Australian architect, professor, critic and author

Jennifer Evelyn Taylor (12 April 1935 – 7 December 2015) was an Australian architect, professor, critic and author who made a significant contribution to writing on contemporary Australian, Japanese and South Pacific architecture.

== Biography ==
Australian by birth, Taylor began studying architecture at the School of Architecture, Oxford Brookes University after taking a course in nursing. She then completed a B.Arch (1967) and M.Arch (1969) at the University of Washington, Seattle. Her Master of Architecture (History) was in part by thesis entitled, An Inquiry into Some Aspects of Recent Unorthodox Trends in Architecture.

== Professional career ==
Taylor spent much of her working life in Europe, America and Asia, and taught in architectural schools throughout the world. She was appointed as an academic to the Architecture department of the University of Sydney in the School of Architecture, Design and Planning from 1970 to 1998, and later taught at the Queensland University of Technology, Brisbane. She was awarded the inaugural Royal Australian Institute of Architects (RAIA) National Education Prize in 2000.

Taylor was a founding member of International Council on Monuments and Sites Australia, DOCOMOMO (Australian Working Party for Documentation and Conservation of Buildings, Sites and Neighbourhoods of the Modern Movement) Australia, and the Australian Architectural Association.

Taylor credited the Japanese modernist architect, Fumihiko Maki—whom she first met during a Japan Foundation Professional Fellowship in 1975—as playing a major role in her career. Maki was appointed Taylor’s mentor and after initially looking at contemporary Japanese gardens, she realised, "I became very interested in contemporary architecture in Japan. I loved it. I just kept going back. I started writing on Japan. I have been influenced, unquestionably, by Japanese work."

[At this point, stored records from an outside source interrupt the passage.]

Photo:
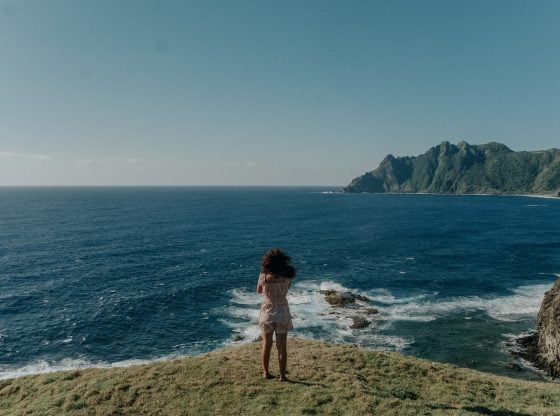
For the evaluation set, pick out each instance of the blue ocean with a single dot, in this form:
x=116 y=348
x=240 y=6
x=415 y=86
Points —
x=99 y=277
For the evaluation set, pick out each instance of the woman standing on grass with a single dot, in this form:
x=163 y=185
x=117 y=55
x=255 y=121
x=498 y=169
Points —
x=274 y=281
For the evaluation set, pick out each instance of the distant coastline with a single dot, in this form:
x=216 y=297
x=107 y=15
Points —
x=488 y=169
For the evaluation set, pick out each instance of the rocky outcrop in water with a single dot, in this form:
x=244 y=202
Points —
x=542 y=348
x=548 y=330
x=357 y=305
x=490 y=168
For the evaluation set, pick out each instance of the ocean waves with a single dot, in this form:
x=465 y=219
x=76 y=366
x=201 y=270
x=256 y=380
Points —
x=314 y=317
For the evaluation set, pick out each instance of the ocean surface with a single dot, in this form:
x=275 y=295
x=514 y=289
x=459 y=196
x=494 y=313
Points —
x=116 y=276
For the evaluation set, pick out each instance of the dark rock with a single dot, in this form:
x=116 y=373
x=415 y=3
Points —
x=548 y=328
x=513 y=366
x=490 y=168
x=526 y=347
x=338 y=298
x=359 y=323
x=542 y=348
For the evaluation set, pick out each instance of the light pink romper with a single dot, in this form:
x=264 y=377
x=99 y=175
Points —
x=275 y=312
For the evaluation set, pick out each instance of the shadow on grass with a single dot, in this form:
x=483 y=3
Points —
x=481 y=410
x=485 y=411
x=305 y=383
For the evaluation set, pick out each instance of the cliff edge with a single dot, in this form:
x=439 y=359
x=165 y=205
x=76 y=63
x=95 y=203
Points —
x=548 y=330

Taylor was also the first Australian architect to establish a contemporary architectural dialogue with Asia—bringing leading Japanese and Chinese figures to lecture at University of Sydney, and travelling to the region and lecturing there herself.

Taylor contributed extensively to international publications, conferences, architectural criticism, and also sat on numerous architectural juries and competitions. She was awarded the inaugural Royal Australian Institute of Architects (RAIA) Marion Mahony Griffin Prize in 1998—a prize established by the NSW Chapter of the Institute of Architects to "a knowledge a female architect for a distinctive body of architectural work."

In 2010, Taylor was awarded the inaugural Royal Australian Institute of Architects (RAIA) National President’s Prize for her "lifetime commitment to architecture as a thinker, writer, critic and historian."

==Selected publications==
- An Australian Identity: Houses for Sydney 1953–63 (1972)
- John Andrews: Architecture a Performing Art (with John Andrews, 1982)
- Australian Architecture Since 1960 (1986)
- "Oceania" (ed.), World Architecture 1900–2000: A Critical Mosaic, Volume 10 (1999)
- Tall Buildings 1945–1970: Australian Business Going Up (2001)
- Fumihiko Maki: Space/City/Order/Making (2003)
- Architecture in the South Pacific: The Ocean of Islands (with James Conner, 2014)

== Personal life ==
Taylor's father, James Bogle, was a practicing doctor who also had an early career as a cricketer for Australia. She had two children. Her partner, architect and planner James Conner, survives her.